Pas de permissions illimitées incompréhensibles. Pas de signatures brutes pleines d’adresses hexadécimales et d’appels de contrats écrits pour des machines.

Le produit qui gagnera ce marché ressemblera à une app bancaire ou à Wise en surface. En dessous, il utilisera une infrastructure en dollars numériques qui règle en secondes.

Neobank en surface. Rails en dollars numériques en dessous. Ce n’est pas un compromis ; c’est le meilleur des deux mondes.

Pourquoi cet écart est-il l’opportunité ?

Nous sommes dans un moment étrange. La technologie de base a mûri vite. Les volumes, l’offre et la réglementation progressent. Les stablecoins et les dollars numériques entrent dans le vocabulaire des banques, des processeurs de paiement et des régulateurs.

Mais les produits grand public sont souvent restés bloqués dans une logique de 2019. Phrases de récupération. Menus de réseau. Gas. Les mêmes problèmes UX signalés depuis des années.

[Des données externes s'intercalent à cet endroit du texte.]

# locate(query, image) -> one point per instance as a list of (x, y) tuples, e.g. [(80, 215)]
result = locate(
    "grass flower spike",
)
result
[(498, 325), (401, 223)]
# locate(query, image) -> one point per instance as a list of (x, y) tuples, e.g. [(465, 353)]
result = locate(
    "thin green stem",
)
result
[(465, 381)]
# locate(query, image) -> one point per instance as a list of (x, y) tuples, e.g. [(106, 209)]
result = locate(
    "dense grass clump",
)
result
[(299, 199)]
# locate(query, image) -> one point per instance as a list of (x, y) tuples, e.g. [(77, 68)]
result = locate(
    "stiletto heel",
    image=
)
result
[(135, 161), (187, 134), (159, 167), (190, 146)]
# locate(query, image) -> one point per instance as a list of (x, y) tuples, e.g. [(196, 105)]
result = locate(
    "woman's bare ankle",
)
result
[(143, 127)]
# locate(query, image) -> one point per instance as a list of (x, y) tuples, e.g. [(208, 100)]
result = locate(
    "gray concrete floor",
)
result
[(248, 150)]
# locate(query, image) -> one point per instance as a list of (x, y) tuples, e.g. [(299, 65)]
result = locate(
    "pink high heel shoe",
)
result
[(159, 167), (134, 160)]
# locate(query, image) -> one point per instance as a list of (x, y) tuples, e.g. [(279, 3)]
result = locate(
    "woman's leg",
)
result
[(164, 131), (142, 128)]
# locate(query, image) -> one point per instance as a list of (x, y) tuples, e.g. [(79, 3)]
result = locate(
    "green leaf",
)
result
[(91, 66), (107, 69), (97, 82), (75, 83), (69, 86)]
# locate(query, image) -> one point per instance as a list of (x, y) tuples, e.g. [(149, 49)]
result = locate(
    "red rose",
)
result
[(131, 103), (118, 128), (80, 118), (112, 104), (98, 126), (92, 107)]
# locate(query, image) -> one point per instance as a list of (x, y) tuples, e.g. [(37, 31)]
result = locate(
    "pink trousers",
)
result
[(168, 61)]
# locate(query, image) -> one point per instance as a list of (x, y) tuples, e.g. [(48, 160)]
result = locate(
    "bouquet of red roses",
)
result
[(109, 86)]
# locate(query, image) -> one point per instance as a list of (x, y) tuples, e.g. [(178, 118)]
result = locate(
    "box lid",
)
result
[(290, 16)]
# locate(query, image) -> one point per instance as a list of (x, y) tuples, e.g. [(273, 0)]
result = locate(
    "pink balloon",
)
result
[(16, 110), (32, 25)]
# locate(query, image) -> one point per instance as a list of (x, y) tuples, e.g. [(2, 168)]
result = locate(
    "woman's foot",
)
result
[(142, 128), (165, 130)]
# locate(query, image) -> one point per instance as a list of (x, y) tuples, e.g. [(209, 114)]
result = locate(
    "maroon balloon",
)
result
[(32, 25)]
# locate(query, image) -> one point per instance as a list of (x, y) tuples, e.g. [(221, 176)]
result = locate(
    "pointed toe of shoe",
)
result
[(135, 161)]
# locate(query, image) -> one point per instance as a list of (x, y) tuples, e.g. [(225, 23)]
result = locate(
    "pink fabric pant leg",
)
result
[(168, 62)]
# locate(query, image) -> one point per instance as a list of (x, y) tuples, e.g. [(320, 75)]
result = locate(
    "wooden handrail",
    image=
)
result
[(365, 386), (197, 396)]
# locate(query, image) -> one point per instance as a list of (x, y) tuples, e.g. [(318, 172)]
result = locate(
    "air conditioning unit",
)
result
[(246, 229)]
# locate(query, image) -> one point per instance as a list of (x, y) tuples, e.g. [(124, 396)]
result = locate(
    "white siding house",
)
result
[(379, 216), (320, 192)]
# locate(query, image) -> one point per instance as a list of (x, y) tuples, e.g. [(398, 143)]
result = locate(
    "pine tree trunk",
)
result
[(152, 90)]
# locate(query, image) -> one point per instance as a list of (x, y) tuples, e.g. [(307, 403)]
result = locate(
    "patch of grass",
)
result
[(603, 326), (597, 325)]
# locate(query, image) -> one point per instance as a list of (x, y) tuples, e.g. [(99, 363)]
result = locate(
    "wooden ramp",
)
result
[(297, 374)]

Les équipes qui construisent dans cet espace ont un choix. Continuer à construire pour les personnes qui comprennent déjà tout. Ou construire pour les milliards qui ne comprennent pas et ne devraient pas avoir à comprendre.

Nous savons de quel côté nous sommes.


Arca Wallet est disponible maintenant. Téléchargez le portefeuille en dollars pour iOS ou Android.

Questions fréquentes

Pourquoi les dollars numériques sont-ils difficiles pour les utilisateurs ordinaires ?

Beaucoup de portefeuilles exposent directement l'infrastructure. L'utilisateur doit gérer une phrase de récupération, acheter une autre monnaie pour les frais réseau, choisir un réseau et comprendre des permissions avant d'envoyer des dollars.

Quel est le plus grand problème UX des portefeuilles en dollars ?

Le plus grand écart est que le design suppose des connaissances techniques. Un utilisateur attend une récupération de compte, des frais clairs, des valeurs par défaut sûres et un envoi simple, pas des choix irréversibles de réseau.

À quoi devrait ressembler un meilleur portefeuille en dollars ?

Il devrait ressembler en surface à une app bancaire ou de paiement, tout en cachant la complexité réseau, en protégeant des erreurs courantes, en rendant les coûts lisibles et en gardant le contrôle utilisateur des fonds.